Polemik Sastra Masuk Kurikulum Merdeka, Kepala BSKAP Kemendikbudristek Jelaskan Alasan dan Tujuannya
Kemendikbud Ristek jelaskan alasan memasukkan sastra ke dalam Kurikulum Merdeka, demi tingkatkan literasi serta perkaya pengetahuan budaya.
Penulis: Danang Triatmojo
Editor: Theresia Felisiani
TRIBUNNEWS.COM, JAKARTA - Kementerian Pendidikan, Kebudayaan, Riset, dan Teknologi (Kemendikbud Ristek) baru - baru ini membuat langkah inovatif dengan memasukkan sastra ke dalam Kurikulum Merdeka.
Langkah itu diharapkan dapat meningkatkan literasi, memperkaya pengetahuan budaya, dan mengembangkan keterampilan berpikir kritis siswa di Indonesia.
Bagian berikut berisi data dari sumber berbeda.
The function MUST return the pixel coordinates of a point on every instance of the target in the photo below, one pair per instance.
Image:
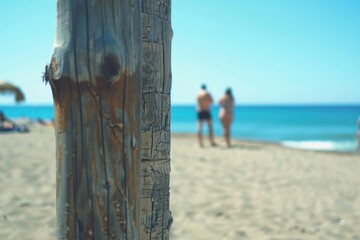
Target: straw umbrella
(6, 88)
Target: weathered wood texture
(156, 217)
(95, 75)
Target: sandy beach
(250, 191)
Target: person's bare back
(204, 100)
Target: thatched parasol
(12, 89)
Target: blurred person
(204, 101)
(226, 114)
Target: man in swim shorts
(204, 101)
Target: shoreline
(253, 190)
(270, 143)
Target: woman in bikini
(226, 114)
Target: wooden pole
(95, 76)
(156, 217)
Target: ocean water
(311, 127)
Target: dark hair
(229, 93)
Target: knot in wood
(110, 66)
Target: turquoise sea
(325, 127)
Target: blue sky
(268, 51)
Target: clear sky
(268, 51)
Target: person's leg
(211, 133)
(226, 128)
(199, 133)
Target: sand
(250, 191)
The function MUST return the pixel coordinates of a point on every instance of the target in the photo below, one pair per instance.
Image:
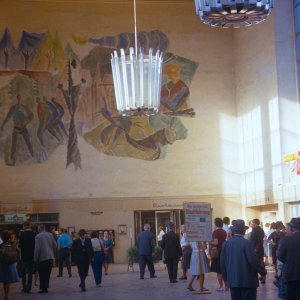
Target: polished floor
(122, 284)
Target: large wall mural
(50, 97)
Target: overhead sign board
(198, 221)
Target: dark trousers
(83, 270)
(243, 294)
(146, 260)
(293, 290)
(64, 257)
(97, 266)
(172, 265)
(44, 270)
(27, 275)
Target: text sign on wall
(198, 221)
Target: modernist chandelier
(137, 79)
(236, 13)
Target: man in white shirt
(160, 235)
(186, 253)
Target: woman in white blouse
(98, 257)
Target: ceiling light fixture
(236, 13)
(137, 79)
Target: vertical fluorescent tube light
(137, 79)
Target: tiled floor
(123, 285)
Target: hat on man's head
(295, 223)
(171, 225)
(81, 232)
(239, 225)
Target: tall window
(297, 31)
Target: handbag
(214, 253)
(21, 268)
(9, 253)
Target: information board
(198, 221)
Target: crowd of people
(32, 255)
(236, 253)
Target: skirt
(9, 273)
(186, 258)
(194, 267)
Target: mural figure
(175, 92)
(57, 116)
(21, 116)
(40, 65)
(46, 117)
(72, 97)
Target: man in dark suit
(257, 238)
(240, 264)
(44, 249)
(82, 253)
(145, 247)
(288, 252)
(172, 251)
(26, 244)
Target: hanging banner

Kepala Badan Standar, Kurikulum, dan Asesmen Pendidikan (BSKAP) Kemendikbud Ristek, Anindito Aditomo mengatakan Sastra Masuk Kurikulum menyediakan daftar karya sastra Indonesia yang bisa digunakan pada mata pelajaran dan pendidikan karakter, mulai jenjang SD sampai SMA dan SMK.
“Karya sastra menjadi bahan ajar yang berharga karena bisa mengundang pembaca untuk menghayati dunia batin tokoh-tokoh yang merasakan dan memahami sesuatu dengan caranya masing-masing," kata Anindito dalam keterangannya, Rabu (29/5/2024).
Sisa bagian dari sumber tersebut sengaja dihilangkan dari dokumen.